San Antonio authorities are launching a new campaign to keep people from pointing lasers at airplanes.
The reward for turning someone in could be as much as $10,000.
"Laser strikes effect commercial, military, law enforcement and private aircraft," said Calvin Shivers, FBI assistant special agent in Charge. "They also pose a serious threat to pilots, passengers and the general public."
Pointing a laser at an aircraft is a felony that could land you in prison for up to five years.
Officials say it's a big problem all over the nation.
Pilots say they encounter laser pointers more than 10 times each day during the most critical phase of their flights -- while they're landing.
Laser pointers can light up the cockpit and, in some cases, can blind pilots, putting the safety of everyone on board and people on the ground at stake.
"You can be flash-blinded or have momentary blindness," said First Officer Wolfgang Koch, with Delta Airlines. "So at some point, you're going to have to rely on either another crew member to fly the aircraft or the automation of the aircraft."
Last year, laser strikes hit an all-time high of 3,900, and it's estimated thousands more go unreported.
San Antonio ranks among the top 15 cities in the nation in air strikes against aircraft.
There were 50 laser strikes reported last year in San Antonio.
"Just two weeks ago, we were investigating a situation where two individuals were lasing an aircraft in the Northeast area of the county," said Bexar County Sheriff Susan Pamerleau.
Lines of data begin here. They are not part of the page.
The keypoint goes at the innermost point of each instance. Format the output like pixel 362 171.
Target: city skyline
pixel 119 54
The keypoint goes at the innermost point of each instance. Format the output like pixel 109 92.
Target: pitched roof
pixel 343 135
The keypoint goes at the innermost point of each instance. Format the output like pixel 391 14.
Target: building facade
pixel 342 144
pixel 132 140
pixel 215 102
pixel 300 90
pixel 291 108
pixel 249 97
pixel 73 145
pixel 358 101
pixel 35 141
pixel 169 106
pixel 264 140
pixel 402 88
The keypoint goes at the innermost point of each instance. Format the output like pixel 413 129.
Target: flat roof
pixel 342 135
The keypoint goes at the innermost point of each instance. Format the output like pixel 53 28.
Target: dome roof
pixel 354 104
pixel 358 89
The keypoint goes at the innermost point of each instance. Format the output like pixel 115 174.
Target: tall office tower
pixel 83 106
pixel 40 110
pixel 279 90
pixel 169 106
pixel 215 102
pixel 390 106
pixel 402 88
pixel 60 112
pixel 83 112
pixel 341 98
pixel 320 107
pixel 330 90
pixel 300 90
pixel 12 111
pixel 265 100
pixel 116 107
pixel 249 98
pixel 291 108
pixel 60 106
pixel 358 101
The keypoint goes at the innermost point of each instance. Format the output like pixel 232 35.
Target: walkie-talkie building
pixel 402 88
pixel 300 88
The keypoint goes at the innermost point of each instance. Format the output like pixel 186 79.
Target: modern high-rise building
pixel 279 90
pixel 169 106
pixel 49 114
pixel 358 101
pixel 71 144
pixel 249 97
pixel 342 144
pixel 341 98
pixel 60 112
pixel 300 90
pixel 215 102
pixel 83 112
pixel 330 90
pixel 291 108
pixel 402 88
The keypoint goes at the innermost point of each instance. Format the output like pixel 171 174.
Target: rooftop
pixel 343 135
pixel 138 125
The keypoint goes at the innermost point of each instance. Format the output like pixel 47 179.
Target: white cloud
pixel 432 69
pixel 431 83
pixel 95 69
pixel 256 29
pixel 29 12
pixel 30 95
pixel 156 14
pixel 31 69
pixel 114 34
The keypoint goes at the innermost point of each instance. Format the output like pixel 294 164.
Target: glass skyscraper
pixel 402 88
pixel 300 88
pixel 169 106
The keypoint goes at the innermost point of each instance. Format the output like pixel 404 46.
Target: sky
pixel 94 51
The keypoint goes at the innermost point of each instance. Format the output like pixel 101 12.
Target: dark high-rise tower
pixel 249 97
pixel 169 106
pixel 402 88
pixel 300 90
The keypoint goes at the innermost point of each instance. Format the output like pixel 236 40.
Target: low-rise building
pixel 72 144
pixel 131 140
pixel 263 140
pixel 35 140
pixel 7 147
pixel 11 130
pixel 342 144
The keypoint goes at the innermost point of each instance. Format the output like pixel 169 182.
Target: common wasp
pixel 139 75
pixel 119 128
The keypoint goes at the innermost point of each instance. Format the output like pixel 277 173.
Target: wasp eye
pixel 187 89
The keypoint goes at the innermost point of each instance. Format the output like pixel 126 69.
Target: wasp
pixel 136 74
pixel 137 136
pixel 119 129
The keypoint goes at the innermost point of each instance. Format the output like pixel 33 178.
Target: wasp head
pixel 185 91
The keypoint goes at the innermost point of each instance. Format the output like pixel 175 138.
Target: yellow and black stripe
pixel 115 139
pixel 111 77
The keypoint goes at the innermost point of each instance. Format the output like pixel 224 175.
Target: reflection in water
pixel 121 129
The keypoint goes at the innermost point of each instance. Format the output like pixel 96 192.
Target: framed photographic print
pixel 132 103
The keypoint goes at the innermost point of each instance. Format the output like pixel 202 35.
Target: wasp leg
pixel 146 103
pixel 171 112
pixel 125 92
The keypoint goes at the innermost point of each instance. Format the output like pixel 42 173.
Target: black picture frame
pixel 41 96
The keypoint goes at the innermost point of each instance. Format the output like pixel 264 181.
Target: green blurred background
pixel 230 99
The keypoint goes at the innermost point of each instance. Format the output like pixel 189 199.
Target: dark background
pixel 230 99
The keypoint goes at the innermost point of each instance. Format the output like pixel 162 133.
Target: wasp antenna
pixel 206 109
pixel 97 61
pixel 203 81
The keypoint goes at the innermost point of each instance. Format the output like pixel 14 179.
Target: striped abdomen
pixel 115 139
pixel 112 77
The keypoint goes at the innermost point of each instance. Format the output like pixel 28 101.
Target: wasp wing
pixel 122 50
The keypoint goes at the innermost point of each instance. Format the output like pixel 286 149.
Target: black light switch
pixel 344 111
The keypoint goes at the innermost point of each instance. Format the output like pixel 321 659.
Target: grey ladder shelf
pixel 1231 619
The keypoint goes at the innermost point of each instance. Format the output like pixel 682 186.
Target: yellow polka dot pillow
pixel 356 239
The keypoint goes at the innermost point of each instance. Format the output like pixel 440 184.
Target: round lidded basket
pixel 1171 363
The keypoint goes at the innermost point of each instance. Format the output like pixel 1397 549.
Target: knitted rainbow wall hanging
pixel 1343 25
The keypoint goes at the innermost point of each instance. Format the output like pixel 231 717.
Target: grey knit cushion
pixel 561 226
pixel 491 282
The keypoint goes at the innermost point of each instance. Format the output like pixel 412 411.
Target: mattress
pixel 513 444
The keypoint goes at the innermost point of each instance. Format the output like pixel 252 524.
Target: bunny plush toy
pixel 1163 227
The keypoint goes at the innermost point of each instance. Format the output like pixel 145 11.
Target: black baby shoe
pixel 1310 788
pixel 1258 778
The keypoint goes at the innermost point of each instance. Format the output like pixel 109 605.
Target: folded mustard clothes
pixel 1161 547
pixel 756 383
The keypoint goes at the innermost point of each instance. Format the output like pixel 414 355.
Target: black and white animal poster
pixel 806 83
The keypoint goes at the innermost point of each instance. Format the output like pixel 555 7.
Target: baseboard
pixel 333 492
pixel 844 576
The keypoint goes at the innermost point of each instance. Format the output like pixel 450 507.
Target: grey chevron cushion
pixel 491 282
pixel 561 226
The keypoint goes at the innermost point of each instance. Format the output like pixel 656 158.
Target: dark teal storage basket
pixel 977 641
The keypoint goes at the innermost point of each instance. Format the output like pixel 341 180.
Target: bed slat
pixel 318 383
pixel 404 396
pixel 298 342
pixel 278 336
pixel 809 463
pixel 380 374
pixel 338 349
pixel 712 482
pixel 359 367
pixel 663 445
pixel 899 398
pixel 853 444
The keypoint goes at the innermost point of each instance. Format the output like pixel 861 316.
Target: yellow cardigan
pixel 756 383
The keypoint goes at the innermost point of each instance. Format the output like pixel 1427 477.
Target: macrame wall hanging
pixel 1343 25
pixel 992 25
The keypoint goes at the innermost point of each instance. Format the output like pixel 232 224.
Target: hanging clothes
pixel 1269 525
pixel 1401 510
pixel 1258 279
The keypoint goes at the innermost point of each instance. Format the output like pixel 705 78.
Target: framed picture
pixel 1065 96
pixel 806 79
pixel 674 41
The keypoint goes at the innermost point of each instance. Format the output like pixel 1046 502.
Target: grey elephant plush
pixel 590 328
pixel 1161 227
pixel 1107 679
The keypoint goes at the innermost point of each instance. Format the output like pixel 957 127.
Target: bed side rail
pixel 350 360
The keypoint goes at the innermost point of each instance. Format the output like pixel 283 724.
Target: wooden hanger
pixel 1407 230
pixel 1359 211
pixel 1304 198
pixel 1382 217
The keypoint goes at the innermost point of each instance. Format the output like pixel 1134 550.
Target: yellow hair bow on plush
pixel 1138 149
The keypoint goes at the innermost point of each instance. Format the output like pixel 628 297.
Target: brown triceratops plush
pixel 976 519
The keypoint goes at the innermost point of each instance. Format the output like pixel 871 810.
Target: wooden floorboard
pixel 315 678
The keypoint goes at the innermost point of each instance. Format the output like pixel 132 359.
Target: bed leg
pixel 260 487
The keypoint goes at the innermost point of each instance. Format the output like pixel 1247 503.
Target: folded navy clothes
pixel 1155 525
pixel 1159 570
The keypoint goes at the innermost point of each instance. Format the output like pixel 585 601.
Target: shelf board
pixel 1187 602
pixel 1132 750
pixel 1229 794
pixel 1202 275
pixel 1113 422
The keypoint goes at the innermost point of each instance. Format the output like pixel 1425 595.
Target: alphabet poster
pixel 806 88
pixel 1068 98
In this incident, two teens were arrested for pointing a laser at a DPS helicopter.
In fact, FBI officials said Tuesday that a majority of these strikes have been committed by teens, many who have been difficult to track down.
"Part of the reason why we have difficulty in prosecuting these cases is it's really difficult to collect the evidence and to have eyewitnesses on the scene who can identity the perpetrators," said Michelle Lee, with the San Antonio FBI office.